Parfitt said it’s unfortunate how much has been cut from the B.C. Forest Service, especially since the United States hasn’t cut nearly as much. He worked out the figures, and each U.S. Forest Service employee is responsible for an area of land 10 times smaller than that of a B.C. employee.

“To put it in its plainest form, the more cuts you had, the more land area you are making each service forest worker responsible for.”

He said it’s impossible for each forest worker to cover the amount of land they’re responsible for.

“It’s just a simple fact. The fewer people you have when you have a very large land base, difficult to move around in, great distance to cover, the more unrealistic it becomes the public servants are actually going to be able to serve the public interest.”

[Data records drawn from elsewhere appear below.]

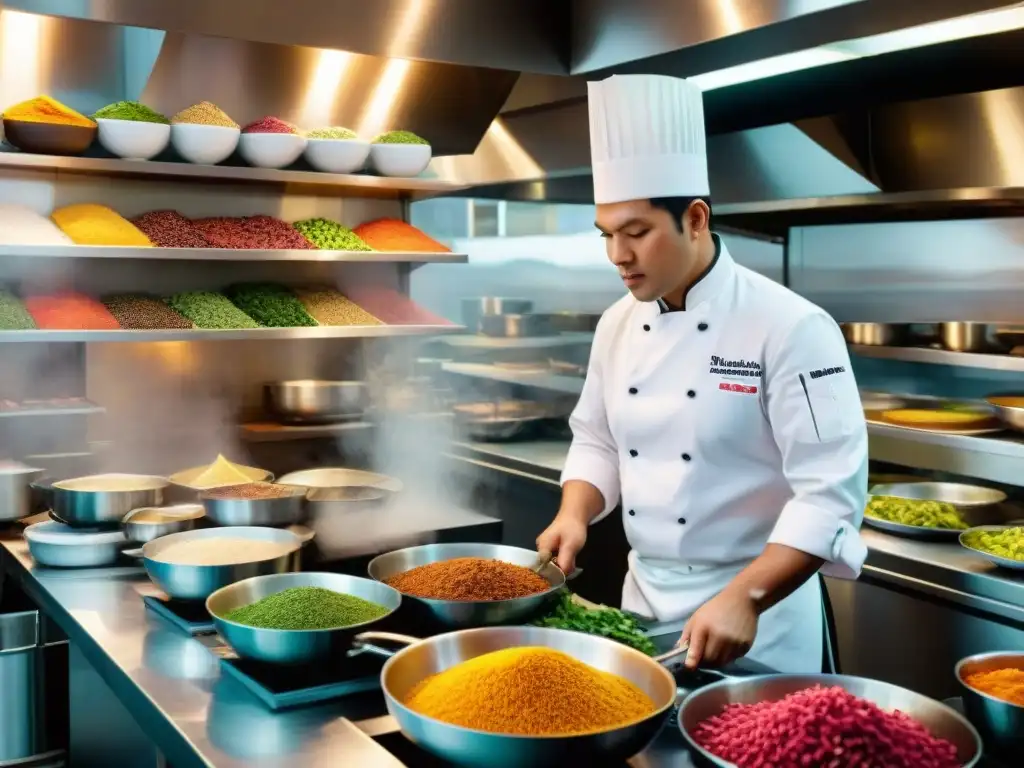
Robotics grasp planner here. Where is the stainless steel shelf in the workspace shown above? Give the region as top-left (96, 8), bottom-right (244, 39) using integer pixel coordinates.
top-left (0, 406), bottom-right (106, 421)
top-left (0, 152), bottom-right (466, 200)
top-left (0, 245), bottom-right (469, 264)
top-left (0, 326), bottom-right (466, 343)
top-left (867, 424), bottom-right (1024, 486)
top-left (438, 331), bottom-right (594, 349)
top-left (441, 362), bottom-right (584, 395)
top-left (850, 344), bottom-right (1024, 371)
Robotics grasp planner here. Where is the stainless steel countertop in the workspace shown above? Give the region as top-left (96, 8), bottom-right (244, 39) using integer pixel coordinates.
top-left (0, 512), bottom-right (692, 768)
top-left (452, 440), bottom-right (1024, 625)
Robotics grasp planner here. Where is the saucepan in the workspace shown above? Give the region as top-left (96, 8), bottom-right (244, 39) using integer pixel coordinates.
top-left (675, 673), bottom-right (982, 768)
top-left (367, 544), bottom-right (582, 629)
top-left (354, 626), bottom-right (685, 768)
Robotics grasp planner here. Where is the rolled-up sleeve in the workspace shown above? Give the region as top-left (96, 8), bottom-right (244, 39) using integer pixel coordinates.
top-left (765, 312), bottom-right (867, 579)
top-left (562, 321), bottom-right (620, 524)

Reforestation hasn’t been a large priority for the provincial government either, Parfitt said.

“We’ve seen steady declines in the amount of money the provincial government is putting into reforestation,” he said, adding that clearly there is a commitment from the U.S. government to reforest their land.

What could be considered most confusing, however, is when the cuts have taken place over the last decade.

“If you look at the totality of these cuts, the largest cuts to the forest service, ironically, occurred during years of record profit in the forest industry,” Parfitt explained, “so there’s no correlation.”

Parfitt believes that an inquiry should be made into whether the current forest service and provincial government is capable of addressing the “immense challenges that lie ahead in managing BC’s publicly-owned forests.”

And until that happens, he hopes no other cuts are made.